Iraq’s local currency has been on a two-month roller coaster ride following a tightening of procedures for international transfers, with some blaming Washington for the dinar’s woes.
While the official exchange rate has been fixed at 1,470 Iraqi dinars against the dollar, the currency was trading at up to 1,600 to the greenback on local markets from mid-November, before settling at about 1,570 dinars, according to state media.
Though the depreciation does not seem particularly dramatic, especially compared to other countries in the region, it has sent panic through the Iraqi population, which fears a price surge on imported goods such as gas and wheat.

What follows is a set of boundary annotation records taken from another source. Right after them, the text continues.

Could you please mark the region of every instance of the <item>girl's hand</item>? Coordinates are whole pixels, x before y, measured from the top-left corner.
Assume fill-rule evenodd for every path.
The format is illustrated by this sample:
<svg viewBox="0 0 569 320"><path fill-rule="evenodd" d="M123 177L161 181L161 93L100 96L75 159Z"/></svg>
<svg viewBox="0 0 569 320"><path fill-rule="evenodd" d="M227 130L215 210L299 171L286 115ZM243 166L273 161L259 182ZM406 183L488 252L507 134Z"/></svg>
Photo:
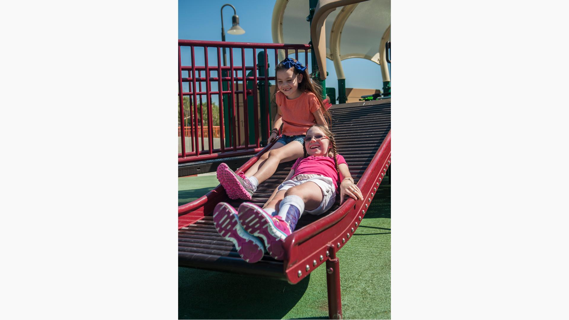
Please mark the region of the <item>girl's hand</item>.
<svg viewBox="0 0 569 320"><path fill-rule="evenodd" d="M364 200L364 196L362 195L360 188L358 188L357 186L348 179L342 181L342 183L340 184L340 204L344 202L344 198L346 195L353 198L354 200L357 200L358 198L360 200Z"/></svg>
<svg viewBox="0 0 569 320"><path fill-rule="evenodd" d="M277 133L274 131L271 133L271 136L269 137L269 139L267 140L267 145L270 144L271 142L273 142L273 140L277 139L277 136L278 136Z"/></svg>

“The fundamental reason” for this depreciation is “external constraints”, said Muzhar Saleh, a financial adviser to Prime Minister Mohammed Shia al-Sudani.
But other Iraqi officials have placed the blame squarely on the shoulders of one actor – the United States.
Hadi al-Ameri, a key figure in the pro-Iran former paramilitary Hashed al-Shaabi, has accused the US of using the dollar “as a weapon to starve nations”.
But Iraqi economic expert Ahmed Tabaqchali said that “contrary to current misconceptions, rumours and misinformation, there was no evidence of US pressure on Iraq”.
Since mid-November, Iraqi banks have had to comply with certain criteria of the SWIFT international transfer system in order to access their foreign reserves, estimated at US$100 billion and held at the US Federal Reserve.